February 07, 2008

US National Security EMBRACING TORTURE, good links


Embracing Torture

Earlier this week, CIA Director Michael Hayden acknowledged for the first time publicly that the agency had used the tactic of waterboarding on at least three prisoners nearly five years ago. Waterboarding is an interrogation practice in which, "the victim's lungs fill with water until the procedure is stopped or the victim dies." As Malcolm Nance, a counterterrorism specialist who taught at the Navy's Survival, Evasion, Resistance and Escape (SERE) school in California, told Congress, "

Waterboarding is a long-standing form of torture used by history's most brutal governments, including those of Nazi Germany, Imperial Japan, North Korea, Iraq, the Soviet Union and the Khmer Rouge of Cambodia."
Yesterday, "after years of dodging and dissembling, the Bush administration boldly embraced" its record of torture and said it would "definitely want to consider" using it again. "It will depend upon circumstances," White House spokesman Tony Fratto said, adding that future acts of waterboarding would "need the president's approval," and the White House would notify "appropriate members of Congress."

LEGAL PARSING: In 1947, the United States charged a Japanese officer, Yukio Asano, with war crimes for waterboarding a U.S. civilian. "Water boarding was designated as illegal by U.S. generals in Vietnam 40 years ago." Former Secretary of Homeland Security Tom Ridge said in an interview this month, "There's just no doubt in my mind -- under any set of rules -- waterboarding is torture." But inside the Bush administration, such clarity has succumbed to legal parsing.
"I would feel" waterboarding was torture "if it were done to me,"
Attorney General Michael Mukasey told Congress recently.
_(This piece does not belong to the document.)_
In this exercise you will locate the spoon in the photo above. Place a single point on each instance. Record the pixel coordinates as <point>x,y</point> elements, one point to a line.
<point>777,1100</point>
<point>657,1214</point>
But Mukasey, who promised to lead a legal review of the practice before being confirmed, is now refusing to brief Congress on the legality of waterboarding. Director of National Intelligence Mike McConnell told the New Yorker in January,
"Whether it's torture by anybody else's definition, for me it would be torture."
But this week, McConnell said his comments should not be interpreted to reflect an official administration position. When he said waterboarding was "torture," McConnell explained to Sen. Dianne Feinstein (D-CA), he meant he just personally didn't like water up his nose.

FROM DENIAL TO OPEN ADVOCACY: For years, the White House had done its best to deny the obvious: that it had employed waterboarding against prisoners. When Vice President Dick Cheney told a conservative talk radio host in Oct. 2006 that it would be a "no-brainer" to "dunk" an individual in water if it would save lives, the White House tried to dispel any notion that Cheney was embracing waterboarding. Now the White House strategy has changed -- "the administration has apparently decided that this is a debate they can win out in the open." The switch comes as Congress is considering legislation that "if passed, would require all 16 U.S. intelligence agencies to abide by the Army Field Manual's prohibition against waterboarding." The White House said yesterday it wants to retain the option to use waterboarding, even while President Bush has frequently claimed "we do not torture." "Torture is illegal," Fratto said yesterday after McConnell's testimony.
"We don't torture -- we maintain and as we have said many times that the programs have been reviewed, and the Department of Justice has determined them to be legal."

SPOTLIGHT ON THE SENATE: In December, the House passed an amendment that extends the current prohibitions in the Army Field Manual against torture to U.S. intelligence agencies and personnel. Senate Intelligence Committee ranking member Christopher Bond (R-MO) has said he would lead an effort to remove that requirement when the legislation reaches the Senate floor. Sen. Lindsey Graham (R-SC), who in the past has made a series of statements against the use of waterboarding, has placed a hold on the anti-waterboarding bill. A number of key Republican swing votes -- including Sen. John McCain (R-AZ) -- will likely make the difference if the bill comes to a vote. McCain has previously called waterboarding a "horrible, odious" technique that "should never be condoned in the U.S."